Any one of these faults can negatively impact uptime and all of them can be monitored with ultrasound. Do any of the above fault conditions rotate? No, but they still require CBM. Ultrasonic CBM reveals the condition of non-rotating assets that are just as essential to uptime as things that rotate. When compressed air leaks are discovered with ultrasound, it reveals the condition of the compressed air system; it leaks! When failed steam traps are identified, the condition of the steam system is determined; it’s inefficient!

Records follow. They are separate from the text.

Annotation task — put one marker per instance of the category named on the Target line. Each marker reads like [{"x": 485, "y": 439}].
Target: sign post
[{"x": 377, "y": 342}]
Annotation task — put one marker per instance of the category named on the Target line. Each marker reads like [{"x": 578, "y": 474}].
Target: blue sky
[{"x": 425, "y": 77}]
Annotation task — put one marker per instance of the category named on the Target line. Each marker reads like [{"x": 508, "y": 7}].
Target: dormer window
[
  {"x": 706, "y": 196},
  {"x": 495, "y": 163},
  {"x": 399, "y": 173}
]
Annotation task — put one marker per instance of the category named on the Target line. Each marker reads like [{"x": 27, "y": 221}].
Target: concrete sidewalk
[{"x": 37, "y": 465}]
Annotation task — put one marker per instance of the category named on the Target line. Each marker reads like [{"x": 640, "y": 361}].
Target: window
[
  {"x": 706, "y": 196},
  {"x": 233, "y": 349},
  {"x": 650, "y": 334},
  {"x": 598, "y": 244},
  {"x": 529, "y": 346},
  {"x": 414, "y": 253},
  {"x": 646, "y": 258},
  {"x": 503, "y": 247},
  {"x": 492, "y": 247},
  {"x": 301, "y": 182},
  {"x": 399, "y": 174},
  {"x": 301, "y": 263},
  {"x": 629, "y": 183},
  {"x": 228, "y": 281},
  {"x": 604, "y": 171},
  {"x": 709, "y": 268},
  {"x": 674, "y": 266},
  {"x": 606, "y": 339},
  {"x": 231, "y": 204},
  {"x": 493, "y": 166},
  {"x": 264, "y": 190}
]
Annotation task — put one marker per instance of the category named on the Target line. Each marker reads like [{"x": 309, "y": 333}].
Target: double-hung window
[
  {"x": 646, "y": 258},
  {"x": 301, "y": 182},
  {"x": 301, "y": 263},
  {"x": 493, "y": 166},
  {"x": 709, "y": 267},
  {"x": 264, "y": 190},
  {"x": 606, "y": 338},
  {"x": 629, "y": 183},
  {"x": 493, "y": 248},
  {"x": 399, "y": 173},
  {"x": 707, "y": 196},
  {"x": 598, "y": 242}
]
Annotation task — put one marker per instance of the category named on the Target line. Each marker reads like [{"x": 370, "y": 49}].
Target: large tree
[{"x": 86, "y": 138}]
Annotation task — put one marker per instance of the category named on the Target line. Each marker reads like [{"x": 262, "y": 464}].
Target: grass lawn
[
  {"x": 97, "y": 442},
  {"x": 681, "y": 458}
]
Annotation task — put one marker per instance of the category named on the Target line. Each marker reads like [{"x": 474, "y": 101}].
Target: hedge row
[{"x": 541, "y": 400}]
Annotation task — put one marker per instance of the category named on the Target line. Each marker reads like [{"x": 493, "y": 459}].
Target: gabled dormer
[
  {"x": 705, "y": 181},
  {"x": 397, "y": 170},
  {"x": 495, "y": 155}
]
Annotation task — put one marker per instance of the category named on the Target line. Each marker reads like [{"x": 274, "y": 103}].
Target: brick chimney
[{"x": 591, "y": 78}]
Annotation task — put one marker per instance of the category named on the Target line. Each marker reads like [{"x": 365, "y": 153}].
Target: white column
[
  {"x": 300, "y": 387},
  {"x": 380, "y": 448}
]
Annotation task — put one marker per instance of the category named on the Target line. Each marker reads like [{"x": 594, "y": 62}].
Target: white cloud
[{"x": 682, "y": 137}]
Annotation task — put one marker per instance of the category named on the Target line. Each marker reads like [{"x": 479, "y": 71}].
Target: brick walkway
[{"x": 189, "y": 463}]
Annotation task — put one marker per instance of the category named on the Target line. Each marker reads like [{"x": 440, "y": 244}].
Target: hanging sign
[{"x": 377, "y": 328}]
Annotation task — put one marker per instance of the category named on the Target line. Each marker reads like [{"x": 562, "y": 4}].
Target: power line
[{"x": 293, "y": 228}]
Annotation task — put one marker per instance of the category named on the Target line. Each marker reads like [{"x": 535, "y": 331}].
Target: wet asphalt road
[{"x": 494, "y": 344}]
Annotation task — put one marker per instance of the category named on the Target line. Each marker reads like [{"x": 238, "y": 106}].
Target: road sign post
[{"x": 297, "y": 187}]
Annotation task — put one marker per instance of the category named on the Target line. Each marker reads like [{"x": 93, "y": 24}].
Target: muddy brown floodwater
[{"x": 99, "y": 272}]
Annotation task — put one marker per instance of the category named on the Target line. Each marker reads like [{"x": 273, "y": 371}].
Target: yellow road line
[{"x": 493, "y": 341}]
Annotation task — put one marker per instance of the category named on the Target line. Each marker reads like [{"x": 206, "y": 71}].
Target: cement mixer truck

Reliability practitioners identify ultrasound as an important technology for determining both symptom and cause of mechanical defects. Ultrasound provides the earliest warning that a bearing is developing a defect and entering failure stage. As a symbiotic companion to vibration analysis, ultrasound delivers a more complete picture about the health of rotating assets. Understanding the full range of opportunities ultrasound presents ensures the technology is used for all its intended purposes and not just for things that turn. It is equally important that the term CBM be associated with more than just bearings.